I'm attempting to cast multiple String columns to integers in a dataframe using PySpark 2.1.0. The data set is a rdd to begin, when created as a dataframe it generates the following error:
TypeError: StructType can not accept object 3 in type <class 'int'>
A sample of what I'm trying to do:
import pyspark.sql.types as typ
from pyspark.sql.functions import *
labels = [
('A', typ.StringType()),
('B', typ.IntegerType()),
('C', typ.IntegerType()),
('D', typ.IntegerType()),
('E', typ.StringType()),
('F', typ.IntegerType())
]
rdd = sc.parallelize(["1", 2, 3, 4, "5", 6])

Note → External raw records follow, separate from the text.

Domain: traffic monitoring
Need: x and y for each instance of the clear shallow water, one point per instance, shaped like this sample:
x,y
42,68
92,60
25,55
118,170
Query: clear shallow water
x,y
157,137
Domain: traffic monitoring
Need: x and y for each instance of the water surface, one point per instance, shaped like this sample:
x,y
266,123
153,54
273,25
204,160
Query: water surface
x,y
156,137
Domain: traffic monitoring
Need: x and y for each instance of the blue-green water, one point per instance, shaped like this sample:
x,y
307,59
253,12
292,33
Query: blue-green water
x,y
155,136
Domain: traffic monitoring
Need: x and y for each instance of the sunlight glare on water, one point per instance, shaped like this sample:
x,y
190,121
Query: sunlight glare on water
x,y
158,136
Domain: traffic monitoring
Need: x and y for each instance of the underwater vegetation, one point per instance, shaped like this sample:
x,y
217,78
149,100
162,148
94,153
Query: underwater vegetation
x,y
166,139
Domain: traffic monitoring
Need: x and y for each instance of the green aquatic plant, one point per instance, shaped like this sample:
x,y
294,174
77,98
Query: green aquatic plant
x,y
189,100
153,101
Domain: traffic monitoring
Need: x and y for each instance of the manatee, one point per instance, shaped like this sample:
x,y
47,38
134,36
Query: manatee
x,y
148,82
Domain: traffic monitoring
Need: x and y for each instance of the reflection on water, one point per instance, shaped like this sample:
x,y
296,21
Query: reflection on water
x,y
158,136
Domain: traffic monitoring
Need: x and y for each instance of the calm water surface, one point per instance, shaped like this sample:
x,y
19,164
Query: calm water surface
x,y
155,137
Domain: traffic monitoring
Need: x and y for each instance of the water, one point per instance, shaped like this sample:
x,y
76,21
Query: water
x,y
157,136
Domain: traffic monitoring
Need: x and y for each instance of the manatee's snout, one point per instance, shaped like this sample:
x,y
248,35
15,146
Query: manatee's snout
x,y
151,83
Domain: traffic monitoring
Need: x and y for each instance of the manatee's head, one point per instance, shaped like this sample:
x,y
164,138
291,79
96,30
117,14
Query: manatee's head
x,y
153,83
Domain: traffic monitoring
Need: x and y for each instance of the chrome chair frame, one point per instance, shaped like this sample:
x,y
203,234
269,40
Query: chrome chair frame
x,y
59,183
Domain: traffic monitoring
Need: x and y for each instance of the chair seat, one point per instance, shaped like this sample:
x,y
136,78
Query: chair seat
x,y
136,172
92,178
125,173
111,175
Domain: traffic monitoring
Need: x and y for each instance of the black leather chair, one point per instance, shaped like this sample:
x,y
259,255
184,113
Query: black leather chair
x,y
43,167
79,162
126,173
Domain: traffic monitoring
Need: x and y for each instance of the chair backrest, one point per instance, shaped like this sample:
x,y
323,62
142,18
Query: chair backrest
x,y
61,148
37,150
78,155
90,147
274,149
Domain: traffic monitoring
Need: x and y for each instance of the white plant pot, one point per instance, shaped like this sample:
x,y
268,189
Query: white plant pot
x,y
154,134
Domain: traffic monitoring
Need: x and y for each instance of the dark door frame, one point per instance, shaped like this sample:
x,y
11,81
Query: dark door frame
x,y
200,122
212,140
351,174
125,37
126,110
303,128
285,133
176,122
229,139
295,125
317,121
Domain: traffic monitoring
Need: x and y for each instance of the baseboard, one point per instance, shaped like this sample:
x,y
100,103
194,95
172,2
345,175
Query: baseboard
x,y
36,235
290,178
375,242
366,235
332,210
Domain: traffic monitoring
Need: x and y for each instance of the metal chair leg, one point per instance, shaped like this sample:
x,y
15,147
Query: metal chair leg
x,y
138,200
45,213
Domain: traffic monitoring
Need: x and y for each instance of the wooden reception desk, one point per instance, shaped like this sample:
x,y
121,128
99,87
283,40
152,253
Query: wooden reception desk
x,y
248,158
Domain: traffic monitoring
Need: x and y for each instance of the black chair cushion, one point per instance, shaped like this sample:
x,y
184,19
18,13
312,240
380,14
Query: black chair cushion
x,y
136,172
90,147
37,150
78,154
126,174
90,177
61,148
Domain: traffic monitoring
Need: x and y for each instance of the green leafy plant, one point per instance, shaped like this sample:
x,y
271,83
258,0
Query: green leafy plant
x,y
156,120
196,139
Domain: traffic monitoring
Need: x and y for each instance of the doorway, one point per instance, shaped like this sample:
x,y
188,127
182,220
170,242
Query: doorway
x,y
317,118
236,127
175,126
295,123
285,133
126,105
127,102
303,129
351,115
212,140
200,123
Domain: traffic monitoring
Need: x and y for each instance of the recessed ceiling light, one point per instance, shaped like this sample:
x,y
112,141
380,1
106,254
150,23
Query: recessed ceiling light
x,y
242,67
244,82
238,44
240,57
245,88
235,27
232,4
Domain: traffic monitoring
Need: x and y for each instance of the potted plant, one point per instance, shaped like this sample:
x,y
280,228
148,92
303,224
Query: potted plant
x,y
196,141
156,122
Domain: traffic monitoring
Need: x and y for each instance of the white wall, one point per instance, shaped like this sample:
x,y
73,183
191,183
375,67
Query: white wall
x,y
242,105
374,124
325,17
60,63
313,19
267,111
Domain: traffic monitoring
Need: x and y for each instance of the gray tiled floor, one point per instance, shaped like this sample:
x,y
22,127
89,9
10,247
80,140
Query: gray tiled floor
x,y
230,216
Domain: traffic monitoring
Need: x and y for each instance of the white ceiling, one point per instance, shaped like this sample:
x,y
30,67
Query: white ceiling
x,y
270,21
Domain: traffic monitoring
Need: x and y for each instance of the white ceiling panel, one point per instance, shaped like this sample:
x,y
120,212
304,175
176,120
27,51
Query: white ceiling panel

schema = typ.StructType([typ.StructField(e[0], e[1], False) for e in labels])
df = spark.createDataFrame(rdd, schema)
df.show()
cols_to_cast = [dt[0] for dt in df.dtypes if dt[1]=='string']
#df2 = df.select(*(c.cast("integer").alias(c) for c in cols_to_cast))
df2 = df.select(*( df[dt[0]].cast("integer").alias(dt[0])
for dt in df.dtypes if dt[1]=='string'))
df2.show()
The problem to begin with is the dataframe is not being created based on the RDD. Thereafter, I have tried two ways to cast (df2), the first is commented out.
Any suggestions? Alternatively is there anyway I could use the .withColumn functions for casting all columns in 1 go, instead of specifying each column? The actual dataset, although not large, has many columns.
map
to a new RDD with your casted columns – OneCricketeer